I just saw this article today and realised its so true even for people who are not inexperienced students. Take a look at designers/visualizers/illustrators in agencies here who have more than 5-6 years of experience on large campaigns. Do any of them still draw their illustrations themselves? Or NOT scan them in and touch them up in Corel or Illustrator?

Students are more comfortable manipulating computer graphics than doodling, drafting and drawing with pen on paper, and this has created a sharp decline in drawing skills in recent years, teachers say.

Additionally, tech-savvy students simply lack the initiative and persistence developed by drawing, resulting in uninspired work–at least work on paper.

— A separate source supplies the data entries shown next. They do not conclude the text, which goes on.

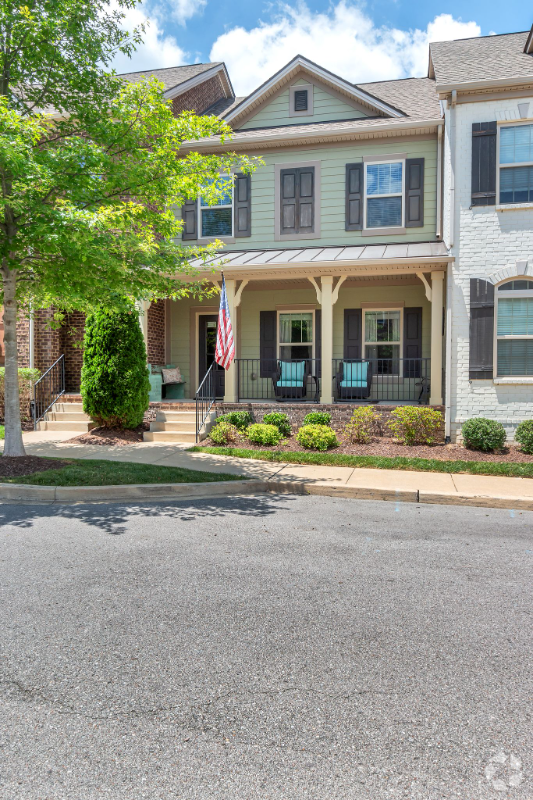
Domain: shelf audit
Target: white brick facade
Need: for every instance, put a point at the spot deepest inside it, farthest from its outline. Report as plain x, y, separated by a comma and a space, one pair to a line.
487, 243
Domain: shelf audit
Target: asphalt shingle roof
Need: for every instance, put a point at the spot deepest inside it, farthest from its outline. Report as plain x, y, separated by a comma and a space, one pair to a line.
171, 76
483, 58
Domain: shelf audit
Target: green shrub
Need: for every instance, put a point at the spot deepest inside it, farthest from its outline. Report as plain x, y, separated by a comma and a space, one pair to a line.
317, 437
224, 432
263, 434
27, 378
241, 419
524, 435
363, 425
317, 418
415, 424
281, 421
114, 377
483, 434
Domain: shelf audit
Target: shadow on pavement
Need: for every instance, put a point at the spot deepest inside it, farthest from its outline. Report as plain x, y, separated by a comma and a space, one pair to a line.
112, 517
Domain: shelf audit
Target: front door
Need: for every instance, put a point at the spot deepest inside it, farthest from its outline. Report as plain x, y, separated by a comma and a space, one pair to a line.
207, 344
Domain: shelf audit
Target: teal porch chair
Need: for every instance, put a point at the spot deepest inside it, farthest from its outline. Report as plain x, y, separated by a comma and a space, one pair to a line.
354, 380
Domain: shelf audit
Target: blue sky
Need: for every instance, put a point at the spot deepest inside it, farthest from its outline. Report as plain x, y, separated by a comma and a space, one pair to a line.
362, 41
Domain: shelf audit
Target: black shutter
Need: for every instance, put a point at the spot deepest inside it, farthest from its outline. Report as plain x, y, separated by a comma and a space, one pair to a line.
354, 196
267, 343
412, 341
297, 201
352, 332
484, 164
189, 215
481, 330
242, 206
414, 193
318, 343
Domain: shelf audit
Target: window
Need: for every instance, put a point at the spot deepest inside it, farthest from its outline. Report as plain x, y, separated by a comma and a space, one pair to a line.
516, 164
382, 330
296, 335
384, 194
217, 220
514, 328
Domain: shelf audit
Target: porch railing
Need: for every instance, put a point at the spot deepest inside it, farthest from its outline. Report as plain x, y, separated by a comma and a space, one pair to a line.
260, 378
204, 399
48, 389
393, 380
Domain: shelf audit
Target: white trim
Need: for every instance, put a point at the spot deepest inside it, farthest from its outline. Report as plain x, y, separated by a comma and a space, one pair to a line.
378, 196
302, 87
302, 63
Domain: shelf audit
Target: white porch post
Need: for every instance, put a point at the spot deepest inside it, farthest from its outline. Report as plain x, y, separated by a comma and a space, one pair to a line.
437, 298
326, 381
230, 390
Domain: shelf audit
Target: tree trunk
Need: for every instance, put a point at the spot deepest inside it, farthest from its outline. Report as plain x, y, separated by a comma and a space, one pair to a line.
13, 445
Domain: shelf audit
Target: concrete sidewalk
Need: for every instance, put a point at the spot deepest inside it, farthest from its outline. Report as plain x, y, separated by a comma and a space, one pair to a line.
374, 484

What’s even more astounding is that people (like in the article above) are complaining about students losing their drawing skills! In India, except for a talented few, that actually might be a good thing! Taught illustration styles at least 50 years outdated, most of the art school graduates and post graduates that get into agencies automatically realise that their drawing skills are nowhere near what the world has begun to expect in terms of style and quality.

And then tools like Photoshop, CorelDraw, Painter and Illustrator are brought into the picture, to help dull illustrations look more interesting, to edit out lines and mistakes and to colorize and close nodes. Is this faster than traditional drawing and illustration? Yes. Does it need as much skill? Not really.